Ce n’est pas mauvais qu’il y ait ce genre de discussion, car on a tendance à croire que les Autochtones sont systématiquement contre le développement des ressources naturelles, mais ce n’est pas vrai. La plupart des sondages le montrent, dont celui de la note économique. Par contre, ce n’est pas le développement en soi qui pose problème, mais c’est la manière de le faire, tient-il à préciser.

On n'en tire presque pas de bénéfices

Pour Steeve Mathias, ancien chef de la Première Nation de Long Point, au Témiscamingue, et désormais devenu négociateur en chef, les Anishnabeg ne sont pas contre le développement des ressources naturelles, mais ce développement doit respecter les valeurs culturelles et les modes de vie traditionnels, et minimiser les impacts sur l’environnement.

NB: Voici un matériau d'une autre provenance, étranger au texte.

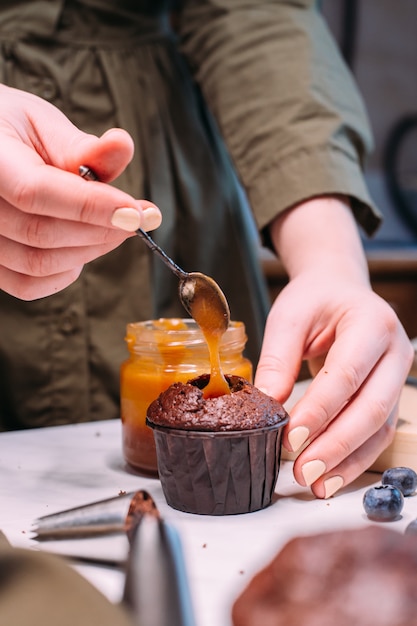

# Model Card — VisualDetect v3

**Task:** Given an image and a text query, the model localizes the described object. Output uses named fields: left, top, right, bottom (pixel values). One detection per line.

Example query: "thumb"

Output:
left=65, top=128, right=134, bottom=182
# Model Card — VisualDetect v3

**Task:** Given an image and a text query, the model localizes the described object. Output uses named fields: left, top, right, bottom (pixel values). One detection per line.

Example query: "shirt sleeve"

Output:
left=178, top=0, right=381, bottom=234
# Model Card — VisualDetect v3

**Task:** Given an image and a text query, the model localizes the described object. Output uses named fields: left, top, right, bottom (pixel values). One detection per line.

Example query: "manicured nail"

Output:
left=301, top=459, right=326, bottom=487
left=111, top=207, right=142, bottom=233
left=142, top=206, right=162, bottom=230
left=288, top=426, right=310, bottom=452
left=324, top=476, right=345, bottom=498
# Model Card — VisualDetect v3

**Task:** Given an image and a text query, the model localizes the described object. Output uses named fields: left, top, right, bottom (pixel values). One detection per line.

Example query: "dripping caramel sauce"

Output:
left=186, top=293, right=231, bottom=398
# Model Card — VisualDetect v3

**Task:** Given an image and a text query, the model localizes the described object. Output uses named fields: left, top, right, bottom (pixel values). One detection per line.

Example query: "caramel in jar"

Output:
left=120, top=319, right=253, bottom=476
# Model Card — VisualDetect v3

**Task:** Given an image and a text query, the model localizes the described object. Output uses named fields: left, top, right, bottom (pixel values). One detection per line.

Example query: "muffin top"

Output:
left=147, top=374, right=288, bottom=431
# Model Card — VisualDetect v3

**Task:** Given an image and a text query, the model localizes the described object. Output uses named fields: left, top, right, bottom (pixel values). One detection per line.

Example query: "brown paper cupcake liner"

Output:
left=148, top=420, right=287, bottom=515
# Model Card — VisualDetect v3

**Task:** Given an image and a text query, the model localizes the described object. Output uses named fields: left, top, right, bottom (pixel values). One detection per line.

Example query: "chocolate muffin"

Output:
left=232, top=526, right=417, bottom=626
left=147, top=374, right=289, bottom=515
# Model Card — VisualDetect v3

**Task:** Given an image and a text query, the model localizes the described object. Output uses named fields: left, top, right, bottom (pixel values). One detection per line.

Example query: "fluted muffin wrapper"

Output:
left=147, top=420, right=288, bottom=515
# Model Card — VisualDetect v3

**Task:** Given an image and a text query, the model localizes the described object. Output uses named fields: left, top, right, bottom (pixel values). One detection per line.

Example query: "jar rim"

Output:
left=126, top=318, right=247, bottom=346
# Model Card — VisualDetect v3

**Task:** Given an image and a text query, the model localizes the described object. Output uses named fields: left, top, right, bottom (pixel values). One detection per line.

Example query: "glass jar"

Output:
left=120, top=319, right=253, bottom=476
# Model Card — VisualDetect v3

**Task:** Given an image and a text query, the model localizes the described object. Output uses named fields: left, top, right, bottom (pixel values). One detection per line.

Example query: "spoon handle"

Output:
left=136, top=228, right=188, bottom=278
left=78, top=165, right=188, bottom=278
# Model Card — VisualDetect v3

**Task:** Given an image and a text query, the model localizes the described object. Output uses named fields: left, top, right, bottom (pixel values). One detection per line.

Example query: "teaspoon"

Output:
left=79, top=165, right=230, bottom=397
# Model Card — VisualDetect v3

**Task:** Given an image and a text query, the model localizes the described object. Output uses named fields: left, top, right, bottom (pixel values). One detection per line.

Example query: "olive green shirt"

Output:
left=0, top=0, right=380, bottom=429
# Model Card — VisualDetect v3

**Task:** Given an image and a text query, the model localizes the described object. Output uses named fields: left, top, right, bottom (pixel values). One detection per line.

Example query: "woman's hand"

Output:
left=0, top=86, right=161, bottom=300
left=255, top=198, right=413, bottom=498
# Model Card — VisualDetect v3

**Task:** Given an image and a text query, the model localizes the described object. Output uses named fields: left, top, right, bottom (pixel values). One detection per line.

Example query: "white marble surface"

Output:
left=0, top=414, right=417, bottom=626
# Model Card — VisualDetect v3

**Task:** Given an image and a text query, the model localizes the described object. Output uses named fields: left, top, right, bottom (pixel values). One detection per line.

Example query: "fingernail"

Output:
left=142, top=206, right=162, bottom=230
left=301, top=459, right=326, bottom=487
left=111, top=207, right=142, bottom=233
left=288, top=426, right=310, bottom=452
left=324, top=476, right=345, bottom=498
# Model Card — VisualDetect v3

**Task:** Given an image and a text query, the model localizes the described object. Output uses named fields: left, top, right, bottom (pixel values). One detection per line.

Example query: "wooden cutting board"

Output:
left=282, top=380, right=417, bottom=472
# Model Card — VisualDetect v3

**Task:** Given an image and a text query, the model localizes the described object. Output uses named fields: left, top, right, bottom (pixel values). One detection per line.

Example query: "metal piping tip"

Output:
left=123, top=515, right=196, bottom=626
left=32, top=489, right=159, bottom=541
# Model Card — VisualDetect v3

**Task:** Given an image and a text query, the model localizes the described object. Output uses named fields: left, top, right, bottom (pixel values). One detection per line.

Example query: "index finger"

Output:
left=0, top=139, right=148, bottom=228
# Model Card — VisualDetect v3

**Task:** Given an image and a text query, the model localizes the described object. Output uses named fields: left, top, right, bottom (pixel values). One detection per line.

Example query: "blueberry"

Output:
left=404, top=519, right=417, bottom=535
left=381, top=467, right=417, bottom=496
left=363, top=485, right=404, bottom=522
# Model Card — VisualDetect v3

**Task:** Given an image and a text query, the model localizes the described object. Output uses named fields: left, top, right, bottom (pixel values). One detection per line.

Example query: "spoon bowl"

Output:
left=179, top=272, right=230, bottom=335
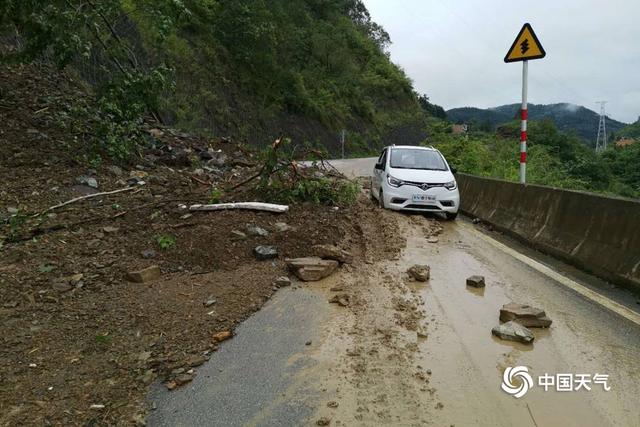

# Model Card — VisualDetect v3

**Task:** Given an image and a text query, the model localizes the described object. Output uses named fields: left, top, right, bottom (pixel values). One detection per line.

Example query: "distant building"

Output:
left=451, top=124, right=469, bottom=135
left=616, top=138, right=636, bottom=147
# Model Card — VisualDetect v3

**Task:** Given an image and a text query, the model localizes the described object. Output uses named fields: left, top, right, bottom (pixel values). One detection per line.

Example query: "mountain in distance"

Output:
left=447, top=103, right=627, bottom=146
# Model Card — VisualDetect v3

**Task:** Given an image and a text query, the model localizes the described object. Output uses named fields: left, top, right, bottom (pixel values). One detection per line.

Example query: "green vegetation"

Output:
left=447, top=103, right=625, bottom=147
left=155, top=234, right=176, bottom=250
left=428, top=119, right=640, bottom=197
left=0, top=0, right=430, bottom=159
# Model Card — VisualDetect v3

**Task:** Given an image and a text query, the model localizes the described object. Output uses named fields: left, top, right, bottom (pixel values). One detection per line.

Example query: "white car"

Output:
left=371, top=145, right=460, bottom=219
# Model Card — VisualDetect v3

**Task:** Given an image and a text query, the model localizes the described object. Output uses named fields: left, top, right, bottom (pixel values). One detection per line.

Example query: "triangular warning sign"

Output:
left=504, top=23, right=547, bottom=62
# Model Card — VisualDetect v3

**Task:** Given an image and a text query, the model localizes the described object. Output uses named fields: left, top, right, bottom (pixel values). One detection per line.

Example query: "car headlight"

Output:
left=387, top=175, right=404, bottom=188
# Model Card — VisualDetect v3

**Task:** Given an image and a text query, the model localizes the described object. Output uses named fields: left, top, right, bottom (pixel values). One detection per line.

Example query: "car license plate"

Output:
left=412, top=194, right=436, bottom=203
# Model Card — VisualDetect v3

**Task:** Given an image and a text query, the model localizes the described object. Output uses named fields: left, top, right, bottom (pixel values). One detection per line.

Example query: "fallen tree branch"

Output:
left=40, top=187, right=141, bottom=215
left=189, top=202, right=289, bottom=213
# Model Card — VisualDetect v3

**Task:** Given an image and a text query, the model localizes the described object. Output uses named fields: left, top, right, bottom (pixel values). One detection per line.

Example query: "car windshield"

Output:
left=391, top=148, right=448, bottom=171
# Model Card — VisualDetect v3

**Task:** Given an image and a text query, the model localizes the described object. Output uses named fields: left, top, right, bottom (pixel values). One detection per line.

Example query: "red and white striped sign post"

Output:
left=504, top=24, right=546, bottom=184
left=520, top=61, right=529, bottom=184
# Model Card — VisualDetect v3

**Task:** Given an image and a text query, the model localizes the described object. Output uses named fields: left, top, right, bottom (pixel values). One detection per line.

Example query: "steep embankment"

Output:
left=115, top=0, right=424, bottom=153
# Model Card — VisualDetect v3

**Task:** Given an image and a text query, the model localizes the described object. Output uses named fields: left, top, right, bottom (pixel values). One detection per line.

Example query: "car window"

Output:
left=391, top=148, right=449, bottom=171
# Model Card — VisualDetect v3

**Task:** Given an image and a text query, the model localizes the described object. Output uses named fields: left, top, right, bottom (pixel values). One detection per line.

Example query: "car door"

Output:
left=371, top=148, right=387, bottom=197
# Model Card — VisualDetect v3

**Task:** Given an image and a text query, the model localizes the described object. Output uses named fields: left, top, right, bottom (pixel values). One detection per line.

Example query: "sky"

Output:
left=363, top=0, right=640, bottom=122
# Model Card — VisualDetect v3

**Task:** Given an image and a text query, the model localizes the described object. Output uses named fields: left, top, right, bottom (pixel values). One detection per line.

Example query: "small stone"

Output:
left=273, top=222, right=293, bottom=233
left=273, top=276, right=291, bottom=288
left=213, top=331, right=231, bottom=342
left=127, top=265, right=162, bottom=283
left=231, top=230, right=247, bottom=240
left=141, top=249, right=156, bottom=259
left=247, top=224, right=269, bottom=237
left=253, top=246, right=278, bottom=261
left=467, top=276, right=485, bottom=288
left=311, top=245, right=353, bottom=264
left=285, top=257, right=338, bottom=282
left=186, top=356, right=207, bottom=368
left=407, top=264, right=431, bottom=282
left=329, top=294, right=351, bottom=307
left=76, top=176, right=98, bottom=188
left=491, top=321, right=535, bottom=344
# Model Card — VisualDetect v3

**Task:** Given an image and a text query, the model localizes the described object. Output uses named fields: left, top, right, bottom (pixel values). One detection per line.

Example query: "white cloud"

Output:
left=364, top=0, right=640, bottom=122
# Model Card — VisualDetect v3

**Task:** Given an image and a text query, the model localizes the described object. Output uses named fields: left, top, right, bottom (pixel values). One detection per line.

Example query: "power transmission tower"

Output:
left=596, top=101, right=607, bottom=151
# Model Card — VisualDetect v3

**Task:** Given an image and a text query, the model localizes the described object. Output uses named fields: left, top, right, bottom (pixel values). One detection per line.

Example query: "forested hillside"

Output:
left=0, top=0, right=424, bottom=157
left=447, top=103, right=625, bottom=146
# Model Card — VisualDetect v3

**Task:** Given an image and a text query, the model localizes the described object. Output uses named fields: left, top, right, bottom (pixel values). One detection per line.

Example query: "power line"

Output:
left=596, top=101, right=607, bottom=151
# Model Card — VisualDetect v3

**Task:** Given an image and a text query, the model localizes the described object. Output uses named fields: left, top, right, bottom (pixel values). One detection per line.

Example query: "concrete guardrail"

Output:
left=456, top=174, right=640, bottom=291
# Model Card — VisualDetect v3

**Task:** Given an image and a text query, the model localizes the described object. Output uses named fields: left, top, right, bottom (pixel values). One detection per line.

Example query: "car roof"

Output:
left=386, top=145, right=437, bottom=151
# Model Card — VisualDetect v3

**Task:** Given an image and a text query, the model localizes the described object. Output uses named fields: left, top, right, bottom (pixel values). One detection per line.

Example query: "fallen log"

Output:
left=189, top=202, right=289, bottom=213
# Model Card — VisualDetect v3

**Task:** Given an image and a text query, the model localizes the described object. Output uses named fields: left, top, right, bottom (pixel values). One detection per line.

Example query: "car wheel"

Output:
left=378, top=188, right=387, bottom=209
left=444, top=212, right=458, bottom=221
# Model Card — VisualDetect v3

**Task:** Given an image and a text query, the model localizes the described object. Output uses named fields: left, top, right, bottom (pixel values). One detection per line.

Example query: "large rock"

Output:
left=407, top=265, right=431, bottom=282
left=500, top=302, right=552, bottom=328
left=467, top=276, right=485, bottom=288
left=311, top=245, right=353, bottom=264
left=285, top=257, right=338, bottom=282
left=253, top=246, right=278, bottom=261
left=127, top=265, right=162, bottom=283
left=491, top=322, right=535, bottom=344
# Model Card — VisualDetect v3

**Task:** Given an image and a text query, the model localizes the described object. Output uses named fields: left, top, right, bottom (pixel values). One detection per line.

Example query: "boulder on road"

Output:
left=407, top=264, right=431, bottom=282
left=311, top=245, right=353, bottom=264
left=285, top=257, right=338, bottom=282
left=253, top=246, right=278, bottom=261
left=500, top=302, right=552, bottom=328
left=467, top=276, right=485, bottom=288
left=491, top=322, right=535, bottom=344
left=127, top=265, right=162, bottom=283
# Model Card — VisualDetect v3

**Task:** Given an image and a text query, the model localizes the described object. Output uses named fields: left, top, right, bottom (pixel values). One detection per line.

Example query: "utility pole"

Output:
left=596, top=101, right=607, bottom=152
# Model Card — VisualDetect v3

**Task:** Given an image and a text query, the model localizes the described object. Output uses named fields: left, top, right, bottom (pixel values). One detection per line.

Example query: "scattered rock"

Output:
left=285, top=257, right=338, bottom=282
left=316, top=417, right=331, bottom=426
left=467, top=276, right=485, bottom=288
left=127, top=265, right=162, bottom=283
left=311, top=245, right=353, bottom=264
left=253, top=246, right=278, bottom=261
left=107, top=165, right=124, bottom=176
left=273, top=276, right=291, bottom=288
left=141, top=249, right=156, bottom=259
left=185, top=355, right=207, bottom=368
left=500, top=302, right=552, bottom=328
left=329, top=294, right=351, bottom=307
left=213, top=331, right=231, bottom=342
left=247, top=224, right=269, bottom=237
left=491, top=321, right=535, bottom=344
left=76, top=176, right=98, bottom=188
left=202, top=296, right=218, bottom=307
left=407, top=264, right=431, bottom=282
left=173, top=374, right=193, bottom=387
left=273, top=222, right=293, bottom=233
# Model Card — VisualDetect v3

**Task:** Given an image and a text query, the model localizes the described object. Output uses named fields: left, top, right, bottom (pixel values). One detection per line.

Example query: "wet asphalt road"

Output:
left=148, top=159, right=640, bottom=427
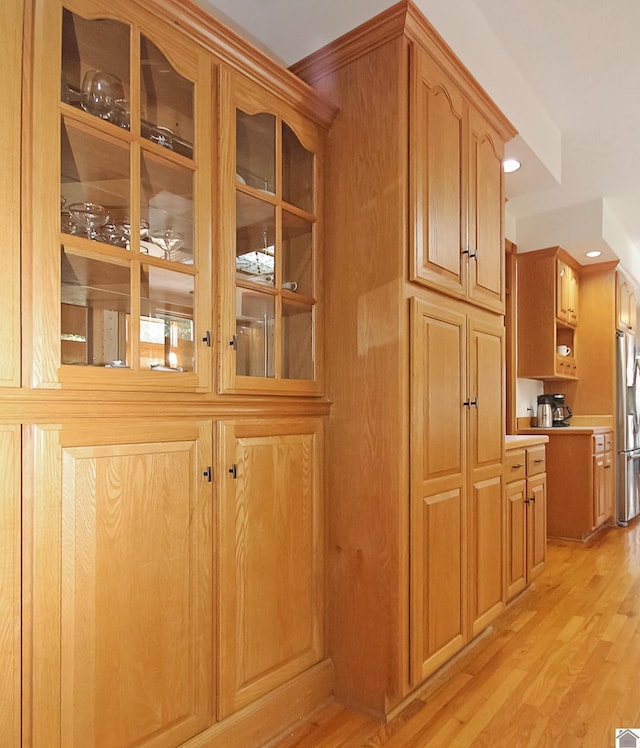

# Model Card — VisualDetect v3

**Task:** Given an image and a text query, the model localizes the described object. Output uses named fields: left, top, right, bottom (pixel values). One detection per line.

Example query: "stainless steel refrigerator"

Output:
left=616, top=331, right=640, bottom=525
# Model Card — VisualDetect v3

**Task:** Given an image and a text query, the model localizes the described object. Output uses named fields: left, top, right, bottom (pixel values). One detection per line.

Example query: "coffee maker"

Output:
left=538, top=394, right=573, bottom=428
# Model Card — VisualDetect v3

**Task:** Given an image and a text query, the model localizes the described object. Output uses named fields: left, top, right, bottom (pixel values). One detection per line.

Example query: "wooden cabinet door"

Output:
left=527, top=473, right=547, bottom=582
left=466, top=310, right=505, bottom=633
left=593, top=452, right=609, bottom=529
left=604, top=431, right=616, bottom=520
left=411, top=50, right=467, bottom=297
left=0, top=425, right=21, bottom=748
left=467, top=108, right=504, bottom=312
left=556, top=260, right=580, bottom=325
left=410, top=299, right=468, bottom=682
left=25, top=422, right=215, bottom=748
left=219, top=418, right=324, bottom=717
left=505, top=480, right=528, bottom=600
left=569, top=268, right=580, bottom=326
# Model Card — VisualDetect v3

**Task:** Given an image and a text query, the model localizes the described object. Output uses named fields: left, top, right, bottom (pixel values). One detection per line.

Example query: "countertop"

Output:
left=504, top=429, right=549, bottom=449
left=518, top=425, right=611, bottom=435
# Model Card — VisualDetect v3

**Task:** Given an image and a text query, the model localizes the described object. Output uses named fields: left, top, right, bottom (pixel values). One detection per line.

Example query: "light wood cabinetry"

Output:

Un homme en chandail rouge au bord de la rivière des Outaouais.

Steeve Mathias a été le chef de la communauté de Winneway entre 1998 et 2010, puis de 2017 à 2022, avant de devenir négociateur. (Photo d'archives)

Photo : Radio-Canada / Delphine Jung

Toutefois, ce dernier ajoute que les Anishnabeg ne tirent presque pas de bénéfices de ces industries, principalement minières, qui sont installées sur le territoire. Elles exploitent les ressources sur notre territoire non cédé, c’est-à-dire qui n’a pas fait l’objet d’un traité. Donc, ces compagnies s’enrichissent, et quand on essaie de négocier avec elles pour obtenir du financement, elles nous disent de nous tourner vers le gouvernement québécois.

De plus, M. Mathias ajoute que certaines compagnies minières installées sur le territoire anishinaabe ne respectent pas toujours les critères environnementaux, sociaux et de gouvernance (ESG).

On essaie de rendre les compagnies plus imputables, qu’elles se conforment aux critères ESG, mais on a de la difficulté à les convaincre.

Une citation de Steeve Mathias, négociateur en chef pour la communauté de Long Point

Quant à la communauté innue de Matimekush-Lac John, près de Schefferville, son chef Réal McKenzie n'ose pas aller jusqu'à dire que la communauté s'est enrichie depuis que la minière Tata Steel s'est installée sur le territoire ancestral des Innus et des Naskapis, il y a 12 ans.

Il préfère plutôt affirmer que cela les a aidés, notamment grâce aux redevances qui ont permis de bâtir de nouvelles maisons, paver des routes, soutenir financièrement les étudiants qui partent à l’extérieur, en plus d'être un gagne-pain pour 20 % des gens de la communauté.

Réal Mckenzie en gros plan.

Le chef de Matimekush-Lac John, Réal Mckenzie. (Photo d'archives)

Photo : Radio-Canada / LAURENCE ROYER

Il n’y a aucune communauté qui s’enrichit avec ces ententes-là, mais ça nous donne des revenus. Avant ça, on n’avait rien, donc ça permet de nous développer, ajoute-t-il.

Mais le chef l'assure : il n’y aura pas d'autre compagnie minière. On veut protéger ce qu’il reste de notre territoire. L’argent c’est une chose, mais maintenant, c’est une question d’environnement, lâche-t-il, catégorique.